|
|
STATISTICS CORNER |
|
Year : 2022 | Volume
: 34
| Issue : 2 | Page : 178-181 |
|
Statistical analysis of quantitative and qualitative variables—A quick glimpse
Sandhya Somasundaran
Department of Ophthalmology, Govt Medical College Kozhikode, Kerala, India
Date of Submission | 23-Feb-2022 |
Date of Decision | 10-May-2022 |
Date of Acceptance | 15-May-2022 |
Date of Web Publication | 30-Aug-2022 |
Correspondence Address: Dr. Sandhya Somasundaran Department of Ophthalmology, Govt Medical College Kozhikode, Kerala India
 Source of Support: None, Conflict of Interest: None  | Check |
DOI: 10.4103/kjo.kjo_37_22
How to cite this article: Somasundaran S. Statistical analysis of quantitative and qualitative variables—A quick glimpse. Kerala J Ophthalmol 2022;34:178-81 |
Karl Pearson, one of the founding fathers of statistics, once said—”Statistics is the grammar of science.” Just like we need good grammar for effective communication, we also need proper statistics for advancing science.[1],[2]
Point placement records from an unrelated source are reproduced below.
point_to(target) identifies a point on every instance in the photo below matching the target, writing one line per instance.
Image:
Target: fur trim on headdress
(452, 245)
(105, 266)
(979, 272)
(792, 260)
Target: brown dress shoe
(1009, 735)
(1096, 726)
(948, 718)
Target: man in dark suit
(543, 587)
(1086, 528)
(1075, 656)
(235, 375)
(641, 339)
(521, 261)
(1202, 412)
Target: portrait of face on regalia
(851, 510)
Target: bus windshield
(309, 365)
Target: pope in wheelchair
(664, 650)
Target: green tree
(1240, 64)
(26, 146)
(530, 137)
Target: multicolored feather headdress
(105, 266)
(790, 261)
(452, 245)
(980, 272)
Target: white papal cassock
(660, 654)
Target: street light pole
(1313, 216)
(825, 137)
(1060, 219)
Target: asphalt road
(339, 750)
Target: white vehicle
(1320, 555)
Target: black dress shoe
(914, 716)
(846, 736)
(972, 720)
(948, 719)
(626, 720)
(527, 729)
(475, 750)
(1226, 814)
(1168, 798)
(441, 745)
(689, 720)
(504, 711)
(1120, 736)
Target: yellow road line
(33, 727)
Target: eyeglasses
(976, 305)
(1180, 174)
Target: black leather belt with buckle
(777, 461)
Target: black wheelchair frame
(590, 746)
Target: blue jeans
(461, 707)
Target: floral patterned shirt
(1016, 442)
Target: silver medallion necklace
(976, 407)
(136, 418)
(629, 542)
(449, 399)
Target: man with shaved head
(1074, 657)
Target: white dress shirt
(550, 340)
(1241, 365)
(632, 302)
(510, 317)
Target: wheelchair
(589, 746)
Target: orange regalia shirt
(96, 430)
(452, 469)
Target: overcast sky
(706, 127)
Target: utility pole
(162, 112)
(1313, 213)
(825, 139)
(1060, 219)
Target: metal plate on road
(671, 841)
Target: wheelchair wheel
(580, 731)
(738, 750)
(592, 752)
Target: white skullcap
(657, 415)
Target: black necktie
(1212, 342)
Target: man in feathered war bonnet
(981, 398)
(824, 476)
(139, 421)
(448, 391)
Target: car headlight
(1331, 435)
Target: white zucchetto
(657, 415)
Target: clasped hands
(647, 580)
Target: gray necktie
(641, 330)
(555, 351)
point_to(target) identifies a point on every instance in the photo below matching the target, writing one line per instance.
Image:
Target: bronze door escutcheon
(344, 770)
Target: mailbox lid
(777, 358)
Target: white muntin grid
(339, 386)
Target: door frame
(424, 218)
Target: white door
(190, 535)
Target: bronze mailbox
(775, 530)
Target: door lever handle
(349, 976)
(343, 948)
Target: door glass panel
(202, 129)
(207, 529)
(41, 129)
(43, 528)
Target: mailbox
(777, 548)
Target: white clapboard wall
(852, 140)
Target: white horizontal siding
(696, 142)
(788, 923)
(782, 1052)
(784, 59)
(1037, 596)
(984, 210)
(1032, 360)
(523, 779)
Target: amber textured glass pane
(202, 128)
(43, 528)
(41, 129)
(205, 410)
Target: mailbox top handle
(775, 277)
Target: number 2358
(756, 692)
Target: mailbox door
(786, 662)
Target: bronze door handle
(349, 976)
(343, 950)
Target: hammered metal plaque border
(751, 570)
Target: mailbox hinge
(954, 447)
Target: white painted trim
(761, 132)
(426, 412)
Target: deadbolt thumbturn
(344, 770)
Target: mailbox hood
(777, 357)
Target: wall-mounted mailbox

In previous issues, we dealt with types of variables and risk. In this issue, we will be dealing with the analysis of both quantitative and qualitative variables [Figure 1] and [Figure 2]. | Figure 2: Analysis of correlation between quantitative variables and analysis of qualitataive variables
Click here to view |
Analysis of Quantitative Variables | |  |
Normality tests
The distribution of continuous quantitative variables should be checked. This can be performed with charts (histogram, Q-Q plots, or box plot) or with statistical tests (Kolmogrov–Smirnov or Shapiro–Wilk test). In normal distributions, we compare the mean using parametric tests. In non-normal distributions, the median is compared using parametric tests.[3]
Descriptive statistics
In descriptive statistics, we describe the baseline parameters of the study groups. We use mean and standard deviation to describe the data in normal distributions. For non-normal distributions, median and interquartile range are a better measure.
Analytic statistics[1],[2],[3],[4]
Analytic tests can be carried out for finding:
- Difference between two groups [Figure 1]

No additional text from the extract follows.